I talked to Lulu’s tennis instructor. “There’s no way Lulu can ever be really good, right? I mean, she’s thirteen — that’s got to be ten years too late.” I’d heard about the explosion of high-powered tennis academies and four-year-olds with personal trainers. “Also, she’s so short, like me.”
“The important thing is that Lulu loves tennis,” the instructor said, very American-ly. “And she has an unbelievable work ethic — I’ve never seen anyone improve so fast. She’s a great kid. You and your husband have done an amazing job with her. She never settles for less than 110 percent. And she’s always so upbeat and polite.”
“You’ve got to be kidding,” I said. But despite myself, my spirits lifted. Could this be the Chinese virtuous circle in action? Had I perhaps just chosen the wrong activity for Lulu? Tennis was very respectable — it wasn’t like bowling. Michael Chang had played tennis.
I started to gear up. I familiarized myself with the USTA rules and procedures and the national ranking system. I also looked into trainers and started calling around about the best tennis clinics in the area.
Lulu overheard me one day. “What are you doing?” she demanded. When I explained that I was just doing a little research, she suddenly got furious. “No, Mommy—no!” she said fiercely. “Don’t wreck tennis for me like you wrecked violin.”
That really hurt. I backed off.
The next day I tried again. “Lulu, there’s a place in Massachusetts—”
“No, Mommy — please stop,” Lulu said. “I can do this on my own. I don’t need you to be involved.”
“Lulu, what we need to do is to channel your strength—”
“Mommy, I get it. I’ve watched you and listened to your lectures a million times. But I don’t want you controlling my life.”
I focused my eyes on Lulu, taking her in. Everyone had always said she looked just like me, something that I loved to hear but that she vehemently denied. An image of her at age three standing outside, defiant in the cold, came to my mind. She’s indomitable, I thought to myself, and always has been. Wherever she ends up, she’s going to be amazing.

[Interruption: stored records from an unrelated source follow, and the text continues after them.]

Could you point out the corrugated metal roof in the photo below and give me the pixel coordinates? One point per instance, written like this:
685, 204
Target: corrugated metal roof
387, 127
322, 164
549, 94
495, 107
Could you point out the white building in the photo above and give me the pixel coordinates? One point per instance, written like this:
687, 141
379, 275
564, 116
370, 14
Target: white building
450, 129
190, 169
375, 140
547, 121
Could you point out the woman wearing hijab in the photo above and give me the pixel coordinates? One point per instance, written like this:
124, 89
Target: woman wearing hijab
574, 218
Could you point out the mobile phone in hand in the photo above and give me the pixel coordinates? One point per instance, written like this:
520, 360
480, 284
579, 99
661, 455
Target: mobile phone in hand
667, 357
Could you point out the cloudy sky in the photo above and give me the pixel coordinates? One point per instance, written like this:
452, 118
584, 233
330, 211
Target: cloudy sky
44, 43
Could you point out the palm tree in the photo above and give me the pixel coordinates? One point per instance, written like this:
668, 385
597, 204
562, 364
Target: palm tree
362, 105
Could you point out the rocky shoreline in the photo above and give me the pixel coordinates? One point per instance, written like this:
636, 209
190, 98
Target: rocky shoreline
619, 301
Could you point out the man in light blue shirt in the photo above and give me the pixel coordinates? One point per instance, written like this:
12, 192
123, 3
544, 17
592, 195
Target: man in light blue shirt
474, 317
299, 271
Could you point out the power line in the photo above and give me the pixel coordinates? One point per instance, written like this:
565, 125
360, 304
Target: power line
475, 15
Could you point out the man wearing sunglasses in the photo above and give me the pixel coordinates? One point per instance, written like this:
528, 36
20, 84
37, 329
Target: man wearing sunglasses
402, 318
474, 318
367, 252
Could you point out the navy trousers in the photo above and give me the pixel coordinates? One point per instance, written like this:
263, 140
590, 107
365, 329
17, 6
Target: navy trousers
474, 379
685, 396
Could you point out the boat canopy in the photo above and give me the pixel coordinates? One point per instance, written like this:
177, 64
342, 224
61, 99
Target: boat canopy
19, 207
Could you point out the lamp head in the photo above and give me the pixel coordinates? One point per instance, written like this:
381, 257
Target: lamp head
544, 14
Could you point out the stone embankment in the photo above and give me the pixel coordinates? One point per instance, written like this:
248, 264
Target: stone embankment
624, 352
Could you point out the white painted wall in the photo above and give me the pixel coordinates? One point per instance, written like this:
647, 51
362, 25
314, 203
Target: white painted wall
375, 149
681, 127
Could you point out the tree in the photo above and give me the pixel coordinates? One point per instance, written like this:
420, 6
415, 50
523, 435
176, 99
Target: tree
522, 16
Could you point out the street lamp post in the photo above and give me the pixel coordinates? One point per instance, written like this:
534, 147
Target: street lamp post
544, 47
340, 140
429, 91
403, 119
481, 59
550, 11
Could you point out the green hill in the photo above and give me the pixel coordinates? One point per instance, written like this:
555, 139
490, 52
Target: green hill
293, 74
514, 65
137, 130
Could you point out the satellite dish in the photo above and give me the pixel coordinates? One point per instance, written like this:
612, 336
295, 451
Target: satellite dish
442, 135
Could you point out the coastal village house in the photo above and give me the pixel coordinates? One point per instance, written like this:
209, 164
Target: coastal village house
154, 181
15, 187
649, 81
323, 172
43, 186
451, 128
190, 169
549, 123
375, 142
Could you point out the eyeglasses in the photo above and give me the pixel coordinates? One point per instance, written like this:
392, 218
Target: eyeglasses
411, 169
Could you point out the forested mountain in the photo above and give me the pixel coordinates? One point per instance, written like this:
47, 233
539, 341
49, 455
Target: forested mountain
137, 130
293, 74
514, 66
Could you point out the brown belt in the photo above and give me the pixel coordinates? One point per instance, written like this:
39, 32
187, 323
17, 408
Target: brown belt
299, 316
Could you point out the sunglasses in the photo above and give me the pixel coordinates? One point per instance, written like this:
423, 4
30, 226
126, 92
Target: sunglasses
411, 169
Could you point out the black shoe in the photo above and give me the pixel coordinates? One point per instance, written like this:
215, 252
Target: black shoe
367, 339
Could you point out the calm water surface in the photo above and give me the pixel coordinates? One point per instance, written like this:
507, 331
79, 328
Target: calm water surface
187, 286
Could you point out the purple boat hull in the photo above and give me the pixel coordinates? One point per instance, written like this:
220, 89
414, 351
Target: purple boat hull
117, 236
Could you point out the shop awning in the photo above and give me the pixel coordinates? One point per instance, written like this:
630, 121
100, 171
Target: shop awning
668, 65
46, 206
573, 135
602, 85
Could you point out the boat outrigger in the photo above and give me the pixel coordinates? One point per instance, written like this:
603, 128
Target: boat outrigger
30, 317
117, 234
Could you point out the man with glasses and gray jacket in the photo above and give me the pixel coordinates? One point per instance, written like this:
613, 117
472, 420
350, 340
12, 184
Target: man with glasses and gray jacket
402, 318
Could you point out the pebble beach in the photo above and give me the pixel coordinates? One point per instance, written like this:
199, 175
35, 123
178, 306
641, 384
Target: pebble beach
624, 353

“Okay, Lulu, I can accept that,” I said. “See how undefensive and flexible I am? To succeed in this world, you always have to be willing to adapt. That’s something I’m especially good at that you should learn from me.”

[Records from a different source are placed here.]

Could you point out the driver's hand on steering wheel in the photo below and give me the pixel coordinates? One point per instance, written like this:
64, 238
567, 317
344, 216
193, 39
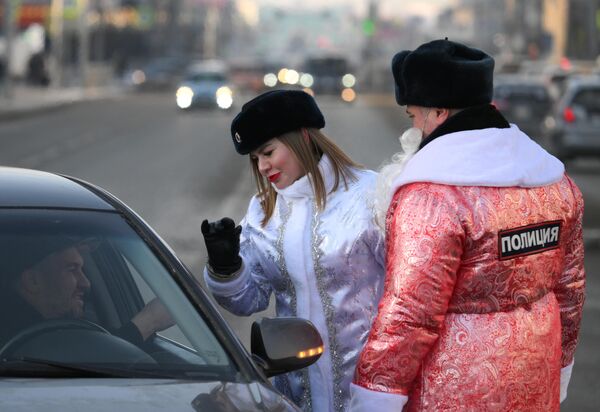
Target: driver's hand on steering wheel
152, 318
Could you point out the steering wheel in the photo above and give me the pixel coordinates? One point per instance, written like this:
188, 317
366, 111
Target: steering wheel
47, 326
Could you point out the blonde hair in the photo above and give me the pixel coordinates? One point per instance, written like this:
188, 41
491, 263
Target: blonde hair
308, 152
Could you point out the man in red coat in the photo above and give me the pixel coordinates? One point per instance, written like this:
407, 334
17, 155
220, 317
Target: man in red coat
484, 281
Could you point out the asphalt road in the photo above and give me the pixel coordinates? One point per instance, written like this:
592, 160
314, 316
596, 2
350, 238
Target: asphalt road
176, 169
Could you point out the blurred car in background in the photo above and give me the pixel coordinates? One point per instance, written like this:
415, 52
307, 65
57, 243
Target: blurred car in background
206, 84
331, 75
524, 101
576, 131
82, 362
156, 75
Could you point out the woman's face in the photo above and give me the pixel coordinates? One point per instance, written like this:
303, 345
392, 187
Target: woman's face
277, 163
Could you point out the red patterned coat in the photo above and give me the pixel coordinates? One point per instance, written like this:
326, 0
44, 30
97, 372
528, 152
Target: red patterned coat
483, 296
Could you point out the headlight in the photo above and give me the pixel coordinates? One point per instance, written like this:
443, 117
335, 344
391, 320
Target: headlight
183, 97
138, 77
306, 80
224, 96
270, 80
348, 80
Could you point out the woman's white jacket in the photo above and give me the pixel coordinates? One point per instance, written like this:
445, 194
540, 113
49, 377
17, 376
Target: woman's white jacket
326, 266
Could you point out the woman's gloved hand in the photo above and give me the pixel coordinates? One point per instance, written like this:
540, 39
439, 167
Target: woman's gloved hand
222, 239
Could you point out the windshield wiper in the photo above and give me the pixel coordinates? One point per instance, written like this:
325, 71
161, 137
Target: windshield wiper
22, 367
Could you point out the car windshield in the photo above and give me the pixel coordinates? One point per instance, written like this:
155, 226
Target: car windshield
206, 77
588, 99
522, 92
74, 287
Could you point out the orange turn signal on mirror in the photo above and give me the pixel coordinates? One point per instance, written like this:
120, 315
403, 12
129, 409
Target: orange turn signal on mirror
310, 352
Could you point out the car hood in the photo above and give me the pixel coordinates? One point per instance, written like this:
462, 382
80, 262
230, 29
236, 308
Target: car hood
92, 395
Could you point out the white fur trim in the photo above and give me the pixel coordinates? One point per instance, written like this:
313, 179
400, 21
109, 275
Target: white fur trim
362, 399
565, 377
228, 287
486, 157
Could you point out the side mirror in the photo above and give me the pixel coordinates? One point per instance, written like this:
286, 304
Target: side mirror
282, 345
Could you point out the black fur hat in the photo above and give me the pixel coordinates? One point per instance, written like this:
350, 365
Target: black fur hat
443, 74
272, 114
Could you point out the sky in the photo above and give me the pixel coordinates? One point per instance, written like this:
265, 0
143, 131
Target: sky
387, 8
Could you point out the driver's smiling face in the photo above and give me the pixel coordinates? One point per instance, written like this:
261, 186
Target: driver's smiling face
63, 285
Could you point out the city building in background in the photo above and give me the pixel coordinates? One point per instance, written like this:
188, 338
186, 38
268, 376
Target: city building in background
86, 42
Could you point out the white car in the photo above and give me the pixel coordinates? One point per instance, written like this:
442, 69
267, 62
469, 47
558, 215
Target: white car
115, 267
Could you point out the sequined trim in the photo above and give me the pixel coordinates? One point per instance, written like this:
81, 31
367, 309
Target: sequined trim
285, 216
338, 403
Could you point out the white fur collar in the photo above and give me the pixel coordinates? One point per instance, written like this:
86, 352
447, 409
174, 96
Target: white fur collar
485, 157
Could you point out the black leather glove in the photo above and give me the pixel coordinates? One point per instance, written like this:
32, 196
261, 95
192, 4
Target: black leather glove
222, 239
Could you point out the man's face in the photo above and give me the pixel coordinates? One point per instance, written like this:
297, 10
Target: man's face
420, 119
62, 285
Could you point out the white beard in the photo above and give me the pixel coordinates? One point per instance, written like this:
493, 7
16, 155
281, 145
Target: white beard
410, 141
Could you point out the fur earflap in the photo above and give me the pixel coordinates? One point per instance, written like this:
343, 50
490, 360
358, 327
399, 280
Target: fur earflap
443, 73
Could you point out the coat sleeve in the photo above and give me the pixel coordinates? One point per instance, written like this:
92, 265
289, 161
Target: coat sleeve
249, 290
570, 287
425, 244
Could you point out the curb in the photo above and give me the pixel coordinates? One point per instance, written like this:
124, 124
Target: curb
81, 96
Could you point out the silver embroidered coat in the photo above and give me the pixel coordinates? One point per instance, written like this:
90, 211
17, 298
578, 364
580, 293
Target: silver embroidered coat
325, 266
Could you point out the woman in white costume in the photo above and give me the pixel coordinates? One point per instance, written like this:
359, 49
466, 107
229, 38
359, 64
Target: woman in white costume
308, 237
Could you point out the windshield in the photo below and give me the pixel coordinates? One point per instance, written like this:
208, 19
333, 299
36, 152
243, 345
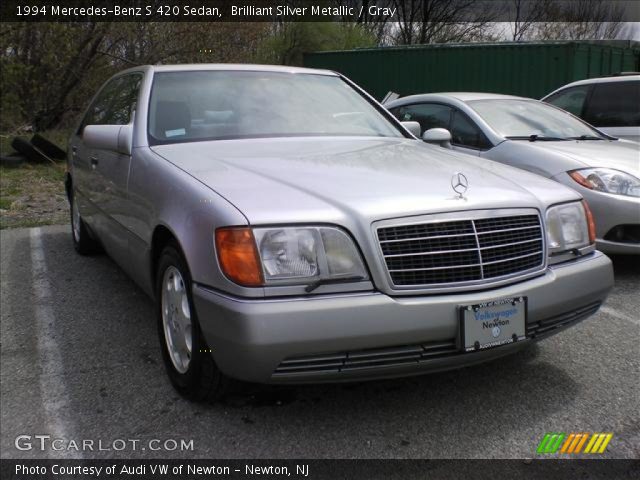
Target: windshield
524, 118
213, 105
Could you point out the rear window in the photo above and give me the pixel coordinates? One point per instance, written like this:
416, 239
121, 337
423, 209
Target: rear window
615, 104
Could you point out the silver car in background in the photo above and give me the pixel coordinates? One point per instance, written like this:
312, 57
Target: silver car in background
290, 230
542, 139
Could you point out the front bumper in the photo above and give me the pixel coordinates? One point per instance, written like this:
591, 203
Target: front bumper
260, 340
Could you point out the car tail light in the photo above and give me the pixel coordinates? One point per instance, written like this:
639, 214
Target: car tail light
238, 256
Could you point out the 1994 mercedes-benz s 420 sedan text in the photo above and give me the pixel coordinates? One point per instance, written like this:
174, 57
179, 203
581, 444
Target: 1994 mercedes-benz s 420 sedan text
291, 230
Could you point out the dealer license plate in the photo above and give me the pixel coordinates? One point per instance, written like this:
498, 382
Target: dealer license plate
494, 323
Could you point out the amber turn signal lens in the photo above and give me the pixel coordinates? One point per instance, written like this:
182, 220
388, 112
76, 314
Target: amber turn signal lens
590, 222
238, 256
580, 179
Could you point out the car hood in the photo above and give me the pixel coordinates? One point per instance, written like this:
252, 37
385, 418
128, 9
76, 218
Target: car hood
326, 179
619, 154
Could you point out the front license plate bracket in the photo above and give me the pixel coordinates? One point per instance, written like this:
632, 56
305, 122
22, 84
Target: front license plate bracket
492, 324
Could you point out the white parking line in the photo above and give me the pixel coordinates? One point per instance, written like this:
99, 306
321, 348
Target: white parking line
52, 386
620, 316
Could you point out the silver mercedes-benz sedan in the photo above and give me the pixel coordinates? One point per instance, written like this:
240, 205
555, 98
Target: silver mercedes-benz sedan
543, 139
291, 230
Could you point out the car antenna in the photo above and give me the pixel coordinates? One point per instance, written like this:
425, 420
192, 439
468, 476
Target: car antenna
118, 58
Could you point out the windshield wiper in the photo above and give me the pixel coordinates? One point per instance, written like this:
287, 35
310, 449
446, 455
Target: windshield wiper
586, 137
537, 138
326, 281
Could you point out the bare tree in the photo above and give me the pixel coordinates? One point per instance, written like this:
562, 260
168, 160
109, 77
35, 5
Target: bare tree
582, 20
527, 14
442, 21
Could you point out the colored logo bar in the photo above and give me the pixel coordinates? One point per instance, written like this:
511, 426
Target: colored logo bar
573, 443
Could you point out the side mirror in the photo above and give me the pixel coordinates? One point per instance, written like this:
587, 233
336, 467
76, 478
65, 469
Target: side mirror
440, 136
413, 127
116, 138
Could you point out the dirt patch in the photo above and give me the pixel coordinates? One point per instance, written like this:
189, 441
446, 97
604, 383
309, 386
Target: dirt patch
33, 195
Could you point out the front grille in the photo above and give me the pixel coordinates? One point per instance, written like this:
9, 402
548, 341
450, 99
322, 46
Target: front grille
364, 359
459, 251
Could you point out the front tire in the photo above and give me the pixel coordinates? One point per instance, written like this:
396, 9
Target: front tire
82, 240
185, 353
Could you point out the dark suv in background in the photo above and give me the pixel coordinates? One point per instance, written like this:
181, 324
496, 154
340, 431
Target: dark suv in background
612, 104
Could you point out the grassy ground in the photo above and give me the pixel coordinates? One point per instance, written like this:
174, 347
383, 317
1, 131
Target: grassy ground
33, 195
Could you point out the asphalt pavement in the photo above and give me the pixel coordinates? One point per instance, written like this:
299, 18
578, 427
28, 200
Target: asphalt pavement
80, 361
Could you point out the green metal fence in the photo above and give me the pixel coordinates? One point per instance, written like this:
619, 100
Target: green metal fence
526, 69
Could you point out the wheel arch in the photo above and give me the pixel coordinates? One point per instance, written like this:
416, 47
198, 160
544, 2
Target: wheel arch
161, 237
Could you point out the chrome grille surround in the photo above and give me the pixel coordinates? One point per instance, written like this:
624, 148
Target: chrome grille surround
462, 250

But I didn’t really give up. I’m still in the fight, albeit with some significant modifications to my strategy. I’ve become newly accepting and open-minded. The other day Lulu told me she would have even less time for violin because she wanted to pursue other interests, like writing and “improv.” Instead of choking, I was supportive and proactive. I’m taking the long view. Lulu can do side-splitting imitations, and while improv does seems un-Chinese and the opposite of classical music, it is definitely a skill. I also harbor hopes that Lulu won’t be able to escape her love of music and that someday — maybe soon — she’ll return to the violin of her own accord.
Meanwhile, every weekend, I drive Lulu to tennis tournaments and watch her play. She recently made the high school varsity team, the only middle school kid to do so. Because Lulu has insisted that she wants no advice or criticism from me, I’ve resorted to espionage and guerrilla warfare. I secretly plant ideas in her tennis coach’s head, texting her with questions and practice strategies, then deleting the text messages so Lulu won’t see them. Sometimes, when Lulu’s least expecting it — at breakfast or when I’m saying good night — I’ll suddenly yell out, “More rotation on the swing volley!” or “Don’t move your right foot on your kick serve!” And Lulu will plug her ears, and we’ll fight, but I’ll have gotten my message out, and I know she knows I’m right.